# Pastry Chef Salaries



## tomculb (Jun 25, 2003)

I'm in talks with a company that wants a pastry chef for a large scratch baking food service operation. They want high-end, high volume stuff. It's breakfast, lunch and dinner service. They project 4000 covers per day. To me, it sounds like the equivalent of running a large hotel operation. It's a bit hard to know what a proper salary demand would be. This is going to be a HUGE job. Anyone have any thoughts on salary? (This will be in California - I can't be too specific - one of the two major metro areas in CA)


----------



## lotuscakestudio (Jun 28, 2001)

Holy smokes! FOUR THOUSAND covers per day??

A few years ago, I read in PAD that executive pastry chefs' salaries on the high end was $80,000. So I think $80k is a good place to start.


----------



## momoreg (Mar 4, 2000)

I assume you're not taking over a position that's existed before, and that you're opening the place. If that is true, it sounds like you'll be expected to work a lot of 7 day weeks, with possibly no personal time for awhile. That should be factored into your price. Remember, it's easier to negotiate down than up. 80 does sound like a lot, and you don't want to price yourself out of a job, but look at what you've made for other jobs, and decide from there how much more you expect to make for the work involved. I wouldn't ask less than 65, if the job entails what it appears to.


----------



## m brown (May 29, 1999)

Is there insurance included, dental, eye?

Bonuses? Profit sharing, stockes? 

do they relocate? is it union? 

so many questions!

Start at 80 with benifits. 

If you have the experience and the know how, than the money should be easy and they will want to pay your for your knowledge, professionalism and talent.
You are making them lots of profit, you should be well taken care of!
Remeber, this is business, bring to the table what you expect to take away.

Best of Luck!!!


----------



## panini (Jul 28, 2001)

When I did go the volume route, my first question was
" who is my second, do I hire him or her?" What will their salary be.
What is the expected percentage of bakery revenue designated to the cost of labor?
How many shifts working?
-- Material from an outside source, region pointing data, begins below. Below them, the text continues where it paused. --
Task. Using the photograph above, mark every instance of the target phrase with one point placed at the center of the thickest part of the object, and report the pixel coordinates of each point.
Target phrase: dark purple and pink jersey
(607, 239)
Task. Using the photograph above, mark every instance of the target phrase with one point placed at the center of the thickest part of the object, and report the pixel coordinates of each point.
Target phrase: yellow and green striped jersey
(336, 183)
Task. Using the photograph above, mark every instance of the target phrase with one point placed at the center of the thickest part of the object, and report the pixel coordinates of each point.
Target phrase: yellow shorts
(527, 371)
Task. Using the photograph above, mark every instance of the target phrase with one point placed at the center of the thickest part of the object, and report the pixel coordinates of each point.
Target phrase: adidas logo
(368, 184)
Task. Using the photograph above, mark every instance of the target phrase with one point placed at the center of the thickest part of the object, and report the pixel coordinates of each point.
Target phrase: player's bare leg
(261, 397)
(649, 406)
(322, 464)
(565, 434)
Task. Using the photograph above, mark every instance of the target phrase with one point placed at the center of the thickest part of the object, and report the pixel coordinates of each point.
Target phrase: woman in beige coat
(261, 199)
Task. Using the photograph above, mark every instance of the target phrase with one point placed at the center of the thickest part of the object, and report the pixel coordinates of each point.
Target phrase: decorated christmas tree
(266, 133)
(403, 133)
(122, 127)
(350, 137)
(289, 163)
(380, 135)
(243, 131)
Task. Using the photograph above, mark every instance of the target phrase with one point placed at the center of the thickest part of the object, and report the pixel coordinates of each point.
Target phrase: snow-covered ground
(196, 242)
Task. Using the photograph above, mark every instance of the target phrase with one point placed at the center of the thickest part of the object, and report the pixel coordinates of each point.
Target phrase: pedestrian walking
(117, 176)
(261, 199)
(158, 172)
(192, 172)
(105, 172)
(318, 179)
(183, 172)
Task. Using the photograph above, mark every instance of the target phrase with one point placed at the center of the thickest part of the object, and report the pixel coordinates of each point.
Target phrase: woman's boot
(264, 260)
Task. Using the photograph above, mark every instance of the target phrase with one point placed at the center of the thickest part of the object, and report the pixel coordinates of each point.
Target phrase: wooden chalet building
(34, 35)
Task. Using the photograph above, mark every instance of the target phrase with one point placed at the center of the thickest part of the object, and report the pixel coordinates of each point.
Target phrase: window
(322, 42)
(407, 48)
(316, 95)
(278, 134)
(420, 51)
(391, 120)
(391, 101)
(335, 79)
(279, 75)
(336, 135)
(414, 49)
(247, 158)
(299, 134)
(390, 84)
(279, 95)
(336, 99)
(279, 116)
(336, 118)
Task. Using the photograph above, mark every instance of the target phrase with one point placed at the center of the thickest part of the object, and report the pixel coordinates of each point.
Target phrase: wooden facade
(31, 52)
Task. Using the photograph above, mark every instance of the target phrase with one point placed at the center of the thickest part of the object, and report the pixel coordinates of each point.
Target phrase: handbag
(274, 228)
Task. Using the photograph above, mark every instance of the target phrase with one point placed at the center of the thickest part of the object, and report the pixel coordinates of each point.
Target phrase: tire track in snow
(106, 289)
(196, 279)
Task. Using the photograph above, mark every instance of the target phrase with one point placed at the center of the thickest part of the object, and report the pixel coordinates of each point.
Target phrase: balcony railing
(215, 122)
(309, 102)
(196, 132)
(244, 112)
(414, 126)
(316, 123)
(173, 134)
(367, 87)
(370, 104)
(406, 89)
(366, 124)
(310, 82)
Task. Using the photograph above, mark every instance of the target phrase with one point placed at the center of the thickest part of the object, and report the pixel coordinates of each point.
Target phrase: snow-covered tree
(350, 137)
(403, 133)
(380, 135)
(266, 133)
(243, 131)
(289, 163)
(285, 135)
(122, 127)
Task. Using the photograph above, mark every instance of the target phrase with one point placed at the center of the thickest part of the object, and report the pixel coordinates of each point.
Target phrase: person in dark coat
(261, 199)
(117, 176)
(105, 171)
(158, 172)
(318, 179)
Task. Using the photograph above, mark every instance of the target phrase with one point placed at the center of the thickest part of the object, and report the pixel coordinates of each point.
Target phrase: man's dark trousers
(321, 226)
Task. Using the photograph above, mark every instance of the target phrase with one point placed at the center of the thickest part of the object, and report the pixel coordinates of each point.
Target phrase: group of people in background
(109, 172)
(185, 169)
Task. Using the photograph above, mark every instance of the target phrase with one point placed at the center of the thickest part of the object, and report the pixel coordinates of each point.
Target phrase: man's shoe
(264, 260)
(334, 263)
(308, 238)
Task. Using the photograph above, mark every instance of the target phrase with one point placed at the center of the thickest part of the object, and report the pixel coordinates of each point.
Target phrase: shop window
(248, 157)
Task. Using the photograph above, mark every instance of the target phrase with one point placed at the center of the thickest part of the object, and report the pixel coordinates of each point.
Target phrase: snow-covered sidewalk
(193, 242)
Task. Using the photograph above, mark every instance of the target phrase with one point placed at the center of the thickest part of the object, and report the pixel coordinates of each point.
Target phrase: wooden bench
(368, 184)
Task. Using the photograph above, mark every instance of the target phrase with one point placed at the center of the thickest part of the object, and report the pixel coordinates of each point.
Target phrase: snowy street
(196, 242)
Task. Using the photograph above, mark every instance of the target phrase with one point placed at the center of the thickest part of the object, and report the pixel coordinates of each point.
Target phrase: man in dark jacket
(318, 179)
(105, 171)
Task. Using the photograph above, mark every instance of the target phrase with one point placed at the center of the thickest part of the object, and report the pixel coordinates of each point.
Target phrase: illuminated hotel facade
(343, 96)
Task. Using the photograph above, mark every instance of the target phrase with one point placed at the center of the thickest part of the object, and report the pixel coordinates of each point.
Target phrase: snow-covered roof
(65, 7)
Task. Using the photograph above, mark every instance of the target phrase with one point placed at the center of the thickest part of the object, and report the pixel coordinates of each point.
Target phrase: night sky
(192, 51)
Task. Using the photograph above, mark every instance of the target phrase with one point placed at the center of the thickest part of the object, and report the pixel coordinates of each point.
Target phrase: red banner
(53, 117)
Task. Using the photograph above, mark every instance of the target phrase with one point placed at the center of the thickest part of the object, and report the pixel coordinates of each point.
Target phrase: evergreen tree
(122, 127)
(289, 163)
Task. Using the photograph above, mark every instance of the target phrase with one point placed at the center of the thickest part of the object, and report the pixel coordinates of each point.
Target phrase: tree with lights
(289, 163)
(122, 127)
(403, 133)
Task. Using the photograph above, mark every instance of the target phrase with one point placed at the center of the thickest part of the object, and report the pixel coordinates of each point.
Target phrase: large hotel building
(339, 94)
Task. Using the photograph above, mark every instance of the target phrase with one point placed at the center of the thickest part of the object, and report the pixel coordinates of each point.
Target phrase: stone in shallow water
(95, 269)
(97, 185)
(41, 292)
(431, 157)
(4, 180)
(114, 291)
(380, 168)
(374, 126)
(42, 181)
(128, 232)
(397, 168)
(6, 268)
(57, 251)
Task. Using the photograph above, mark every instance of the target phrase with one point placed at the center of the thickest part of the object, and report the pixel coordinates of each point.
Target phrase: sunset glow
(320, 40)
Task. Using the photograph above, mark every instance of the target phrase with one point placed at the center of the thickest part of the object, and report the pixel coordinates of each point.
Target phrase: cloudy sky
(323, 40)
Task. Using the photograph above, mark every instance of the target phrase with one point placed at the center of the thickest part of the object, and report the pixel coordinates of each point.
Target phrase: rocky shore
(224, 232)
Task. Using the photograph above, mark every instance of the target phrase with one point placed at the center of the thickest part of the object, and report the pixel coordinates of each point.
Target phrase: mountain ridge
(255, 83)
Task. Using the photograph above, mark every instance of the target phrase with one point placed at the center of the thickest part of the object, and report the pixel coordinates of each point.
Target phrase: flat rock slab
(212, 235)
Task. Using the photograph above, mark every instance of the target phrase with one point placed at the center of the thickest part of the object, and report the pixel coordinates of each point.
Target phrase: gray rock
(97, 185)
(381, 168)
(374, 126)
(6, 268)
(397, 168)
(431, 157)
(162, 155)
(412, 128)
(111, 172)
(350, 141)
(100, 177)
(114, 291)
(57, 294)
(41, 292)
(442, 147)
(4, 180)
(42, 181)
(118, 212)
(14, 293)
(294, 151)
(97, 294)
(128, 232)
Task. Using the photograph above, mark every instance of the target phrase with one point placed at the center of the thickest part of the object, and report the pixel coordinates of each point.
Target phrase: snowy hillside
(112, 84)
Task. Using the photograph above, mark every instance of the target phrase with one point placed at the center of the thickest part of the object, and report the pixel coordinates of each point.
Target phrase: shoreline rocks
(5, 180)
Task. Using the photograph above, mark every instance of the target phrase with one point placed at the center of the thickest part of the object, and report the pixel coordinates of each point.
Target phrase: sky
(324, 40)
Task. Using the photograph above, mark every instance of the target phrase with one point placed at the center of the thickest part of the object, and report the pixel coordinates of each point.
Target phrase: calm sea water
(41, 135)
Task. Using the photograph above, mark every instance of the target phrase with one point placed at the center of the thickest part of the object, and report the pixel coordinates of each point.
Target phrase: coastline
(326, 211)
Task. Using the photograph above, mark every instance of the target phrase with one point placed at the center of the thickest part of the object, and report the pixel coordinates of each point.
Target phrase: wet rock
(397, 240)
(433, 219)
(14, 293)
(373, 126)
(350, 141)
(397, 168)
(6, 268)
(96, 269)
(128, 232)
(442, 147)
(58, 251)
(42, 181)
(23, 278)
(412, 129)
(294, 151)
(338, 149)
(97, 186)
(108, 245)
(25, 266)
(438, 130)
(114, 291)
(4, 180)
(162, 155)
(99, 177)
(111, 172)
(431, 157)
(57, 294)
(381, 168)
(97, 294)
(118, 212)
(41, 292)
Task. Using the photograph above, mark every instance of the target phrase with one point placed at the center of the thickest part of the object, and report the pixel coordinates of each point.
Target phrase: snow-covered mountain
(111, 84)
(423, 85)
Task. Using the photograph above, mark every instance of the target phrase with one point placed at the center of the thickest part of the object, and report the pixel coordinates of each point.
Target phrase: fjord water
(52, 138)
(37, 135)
Add some money if there will be a 
graveyard or overnight.
I'm sure you've gone over all this, The main thing that I've learned about larger operations is that they have to be set up for you to be sucessful.
No slam to the hot side, but I have seen numerous operations set up by the corp. or exec chef without any real understanding of sweet production flow.
PS It's a must that your second have administrative skills as well as production.
I'd take 60. with a strong assist. then 80.and no one to share the burden.
Just my opinions of course


----------



## m brown (May 29, 1999)

Here, here.


----------